De acordo com ele, ficou demonstrado nos autos “que o autor é servidor que desenvolve função de natureza permanente no serviço público desde sua contratação”. O desembargador citou também a estabilidade garantida pelo artigo 19 do ADCT, combinado com o artigo 18 dos Atos das Disposições Constitucionais Transitórias da Constituição de São Paulo, e o fato de o ingresso no serviço público ser decorrência da aprovação em concurso seletivo, o mesmo em que foi aprovado o servidor que teve o pedido rejeitado pela 12ª Câmara.

Guerrieri Rezende afirmou em seu voto que, por si só, a estabilidade decorrente do artigo 19 do ADCT não permite a um celetista que sua relação jurídica seja transmutada em estatutária.
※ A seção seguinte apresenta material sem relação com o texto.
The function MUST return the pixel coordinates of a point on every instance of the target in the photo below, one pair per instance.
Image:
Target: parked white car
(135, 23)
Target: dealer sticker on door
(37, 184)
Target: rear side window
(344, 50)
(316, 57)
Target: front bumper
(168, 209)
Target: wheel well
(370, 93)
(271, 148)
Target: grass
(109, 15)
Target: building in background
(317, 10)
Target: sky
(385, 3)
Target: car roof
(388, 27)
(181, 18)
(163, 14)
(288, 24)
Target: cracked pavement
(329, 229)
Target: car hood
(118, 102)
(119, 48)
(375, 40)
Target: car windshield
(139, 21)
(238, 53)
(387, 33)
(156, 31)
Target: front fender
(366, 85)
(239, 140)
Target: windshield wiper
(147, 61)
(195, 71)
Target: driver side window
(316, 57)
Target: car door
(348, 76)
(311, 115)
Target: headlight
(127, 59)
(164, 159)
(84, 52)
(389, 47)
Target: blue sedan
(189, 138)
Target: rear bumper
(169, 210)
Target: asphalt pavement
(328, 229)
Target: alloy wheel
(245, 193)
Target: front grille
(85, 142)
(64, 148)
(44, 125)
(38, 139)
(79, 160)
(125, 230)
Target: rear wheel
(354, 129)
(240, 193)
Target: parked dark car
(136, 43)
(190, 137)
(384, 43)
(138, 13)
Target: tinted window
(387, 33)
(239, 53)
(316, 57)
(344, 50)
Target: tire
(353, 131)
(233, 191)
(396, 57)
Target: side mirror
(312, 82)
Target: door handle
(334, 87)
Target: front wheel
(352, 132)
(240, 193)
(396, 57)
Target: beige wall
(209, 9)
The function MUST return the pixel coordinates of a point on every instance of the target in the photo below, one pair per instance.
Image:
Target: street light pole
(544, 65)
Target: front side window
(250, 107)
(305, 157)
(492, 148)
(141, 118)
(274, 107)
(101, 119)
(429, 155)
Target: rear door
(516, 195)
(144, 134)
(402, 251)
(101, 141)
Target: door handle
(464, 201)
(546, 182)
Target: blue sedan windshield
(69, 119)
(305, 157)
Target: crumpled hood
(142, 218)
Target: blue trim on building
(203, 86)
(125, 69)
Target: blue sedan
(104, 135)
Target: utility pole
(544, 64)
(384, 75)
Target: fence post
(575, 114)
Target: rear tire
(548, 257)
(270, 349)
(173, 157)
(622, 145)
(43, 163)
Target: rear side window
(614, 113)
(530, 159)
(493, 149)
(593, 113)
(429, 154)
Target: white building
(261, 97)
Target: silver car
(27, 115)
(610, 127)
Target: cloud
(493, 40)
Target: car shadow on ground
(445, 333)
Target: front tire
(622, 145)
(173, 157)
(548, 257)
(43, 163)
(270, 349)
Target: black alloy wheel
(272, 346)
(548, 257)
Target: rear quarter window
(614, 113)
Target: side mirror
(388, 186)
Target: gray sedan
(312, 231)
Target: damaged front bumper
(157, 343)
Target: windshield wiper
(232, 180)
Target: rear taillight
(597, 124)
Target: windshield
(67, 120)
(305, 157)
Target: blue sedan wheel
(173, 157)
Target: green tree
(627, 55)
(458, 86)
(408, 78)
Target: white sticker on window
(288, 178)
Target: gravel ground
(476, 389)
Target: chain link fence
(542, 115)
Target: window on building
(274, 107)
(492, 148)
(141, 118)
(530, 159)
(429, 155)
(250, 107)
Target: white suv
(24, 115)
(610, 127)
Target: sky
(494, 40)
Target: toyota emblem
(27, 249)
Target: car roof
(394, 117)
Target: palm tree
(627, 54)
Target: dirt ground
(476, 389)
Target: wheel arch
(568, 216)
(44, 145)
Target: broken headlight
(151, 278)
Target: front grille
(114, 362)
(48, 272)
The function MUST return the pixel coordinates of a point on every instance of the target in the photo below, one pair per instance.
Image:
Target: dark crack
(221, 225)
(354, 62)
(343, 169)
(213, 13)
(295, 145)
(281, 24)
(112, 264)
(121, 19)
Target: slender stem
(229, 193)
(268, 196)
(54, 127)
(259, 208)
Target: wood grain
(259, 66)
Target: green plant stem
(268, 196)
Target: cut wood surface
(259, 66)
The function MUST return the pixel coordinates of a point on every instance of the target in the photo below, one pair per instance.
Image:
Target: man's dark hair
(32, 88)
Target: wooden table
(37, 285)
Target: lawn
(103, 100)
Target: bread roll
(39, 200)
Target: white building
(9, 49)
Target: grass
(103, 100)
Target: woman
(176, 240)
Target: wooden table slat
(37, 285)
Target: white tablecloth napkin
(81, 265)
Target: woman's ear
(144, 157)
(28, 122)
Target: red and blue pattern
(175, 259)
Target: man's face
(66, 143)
Isso depende, segundo ele, da efetividade, “uma característica vinculada ao cargo, mais precisamente ao provimento de determinados cargos públicos”. Em seu voto, o desembargador disse “o artigo 20 do Regulamento 52.520/70, vigente na época em que o requerente ingressou no serviço público, previa que o preenchimento de funções do departamento de obras públicas seria precedido de seleção”. Assim, segundo ele, foi respeitada a necessidade de aprovação em concurso público, dando amparo à demanda do engenheiro.

Caso antigo
A matéria não é nova no TJ-SP. Em 2009, o tribunal negou recurso em que o Centro Educacional Paula Souza tentava provar inexistência da relação jurídica estatutária com o servidor Arlindo Garcia Filho, contratado em 1983.Segundo o relator, desembargador Soares Lima, o objeto da discussão se prende ao reconhecimento do vínculo estatutário, sendo que, ao ser contratado pelo regime da CLT, o autor do processo adquiriu a estabilidade pelos termos do artigo 19 do ADCT, pertinente à regra do artigo 41, da Constituição. Com isso, reconhece-se o vínculo de estatário do servidor contratado em regime de CLT estável até outubro de 1983.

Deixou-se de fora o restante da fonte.